Fooks shows me a drawing he did of Cousins, just one of a celebrity portfolio which includes paintings of Billy Bragg and Peter Capaldi, as well as exquisite drawings of fellow actors Olivia Colman, David Morrissey and Kenneth Cranham.

“I don't think you have to be close to someone or know them to do an interesting, felt, honest portrait of them, and that's part of the mystery of the process,” he says when I ask about the appeal of the celebrity portrait. “What is it to know someone anyway?”

Next up for Fooks is a session with actor David Hayman (“He's got a great head”) and a couple of weeks before we meet he drew the much-loved children's author Raymond Briggs. Again, he has no plan to show these works.

“I'm just trying to find my way into an image and into my sense of what that picture is,” he explains. “Whether that has anything to do with the real Billy Bragg or the real Olivia Colman, I don't know them from Adam and Eve. I'm just trying to find an image through their features which resonates with me and connects with my own experience. That's why all art is self-portrait. It's all about me, it's not about them. I'm using their wrinkles to riff on.”

But he does make a distinction between the celebrity portraits and the drawings of his father.

“I did them [the portraits] the best that I could, but the ones of my dad, that felt different," he says. “My dad always used to say – it was his line – that artists are born with two eyes: one for looking out the way and one for looking in the way, and the trick is to use both at the same time. And I think with these drawings, I was looking in the way as much as I was out. So they're the most personal drawings I've ever done and the most important drawings I've ever done.”

I wonder if that feeling that these works are different and important is connected with an ongoing grieving process. After all, it's still less than a year since his father died.

“I just knew I had to do them,” he replies. “I don't know if that was part of the grieving process or whatever. But it was a way of coming to terms with it. Witnessing the death of someone you love and are close to is a very odd and intense and overwhelming experience.”

What he does know is how he felt when he returned home to his family in Surrey in the days after his father's death.

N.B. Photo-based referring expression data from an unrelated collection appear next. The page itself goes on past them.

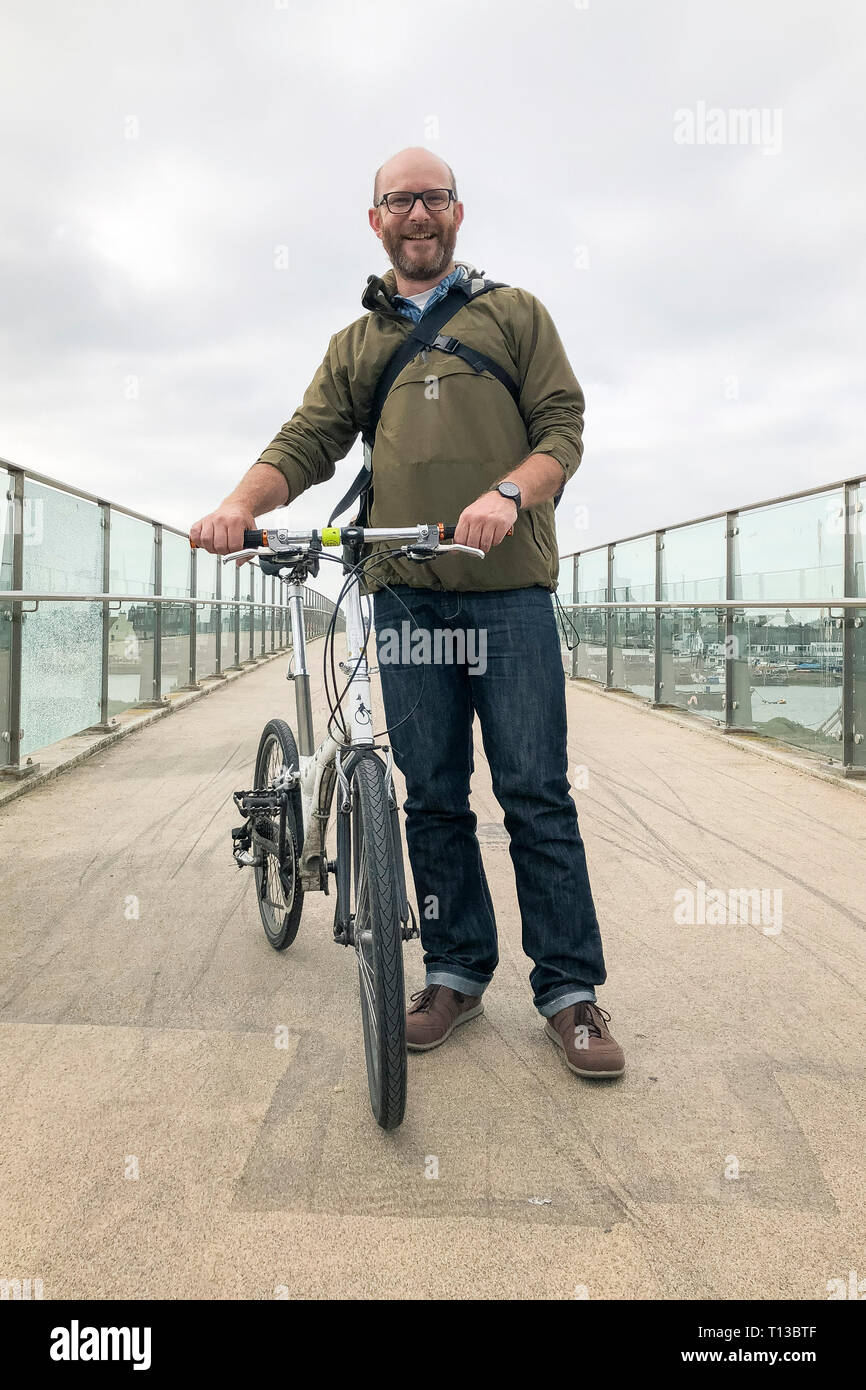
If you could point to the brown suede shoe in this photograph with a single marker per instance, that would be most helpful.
(437, 1011)
(581, 1032)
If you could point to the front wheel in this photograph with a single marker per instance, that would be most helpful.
(378, 943)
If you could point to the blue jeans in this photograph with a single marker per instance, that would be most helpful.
(512, 676)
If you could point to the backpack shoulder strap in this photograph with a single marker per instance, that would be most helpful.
(423, 335)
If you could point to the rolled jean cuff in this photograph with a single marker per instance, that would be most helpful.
(462, 983)
(562, 1001)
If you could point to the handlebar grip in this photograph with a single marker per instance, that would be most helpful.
(252, 540)
(446, 533)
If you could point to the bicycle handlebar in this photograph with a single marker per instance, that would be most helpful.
(341, 535)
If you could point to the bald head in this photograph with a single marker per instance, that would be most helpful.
(412, 170)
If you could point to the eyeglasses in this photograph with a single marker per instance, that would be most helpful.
(434, 199)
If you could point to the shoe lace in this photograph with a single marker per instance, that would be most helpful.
(584, 1014)
(424, 998)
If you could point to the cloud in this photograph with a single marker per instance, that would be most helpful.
(164, 154)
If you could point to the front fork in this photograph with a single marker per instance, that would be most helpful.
(344, 918)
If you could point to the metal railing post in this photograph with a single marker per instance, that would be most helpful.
(157, 616)
(237, 616)
(193, 634)
(103, 692)
(218, 608)
(730, 533)
(658, 681)
(609, 622)
(15, 612)
(850, 516)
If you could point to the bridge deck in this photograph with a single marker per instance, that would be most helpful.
(139, 1008)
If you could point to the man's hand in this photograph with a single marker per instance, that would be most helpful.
(223, 530)
(485, 521)
(260, 489)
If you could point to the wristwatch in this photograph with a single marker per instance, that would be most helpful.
(509, 489)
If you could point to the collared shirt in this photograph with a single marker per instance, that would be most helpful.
(414, 312)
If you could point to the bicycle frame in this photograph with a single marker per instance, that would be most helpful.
(320, 767)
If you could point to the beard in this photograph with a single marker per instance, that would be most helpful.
(423, 260)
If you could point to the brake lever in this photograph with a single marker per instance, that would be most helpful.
(467, 549)
(235, 555)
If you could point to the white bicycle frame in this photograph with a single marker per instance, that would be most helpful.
(320, 767)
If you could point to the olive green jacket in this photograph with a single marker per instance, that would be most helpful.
(446, 432)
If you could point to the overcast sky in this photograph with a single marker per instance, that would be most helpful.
(709, 295)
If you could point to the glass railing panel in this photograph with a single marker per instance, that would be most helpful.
(6, 530)
(791, 549)
(61, 642)
(174, 647)
(859, 685)
(131, 638)
(692, 658)
(6, 653)
(566, 578)
(592, 576)
(788, 683)
(131, 627)
(177, 565)
(692, 562)
(132, 555)
(634, 569)
(6, 626)
(207, 616)
(592, 648)
(177, 573)
(858, 533)
(634, 651)
(227, 622)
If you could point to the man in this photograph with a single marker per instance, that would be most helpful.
(456, 441)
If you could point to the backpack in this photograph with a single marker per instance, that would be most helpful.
(427, 334)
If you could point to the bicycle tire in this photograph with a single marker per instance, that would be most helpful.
(278, 890)
(378, 943)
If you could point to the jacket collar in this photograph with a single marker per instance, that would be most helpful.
(378, 295)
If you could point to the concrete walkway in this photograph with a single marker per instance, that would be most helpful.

“One of the first things I said to my wife was 'I've got art in me. I have seen something and been through something and I have something I need to get out.' It was fully formed and I just knew I had to get it out. He'd given me one last gift. I knew what to do.”

And so he did it. And now the art is out and on paper and it needs to be seen. Not because Daniel Fooks craves acclaim or even attention, but because of another idea that will be familiar to anybody, anywhere: the idea that art can defeat death.

“I need it to last,” Fooks says simply, looking down again at the sketches of his dead father strewn across the floor. “But I'm going to miss that old bastard for the rest of my life – and doing a couple of drawings isn't going to sort that”.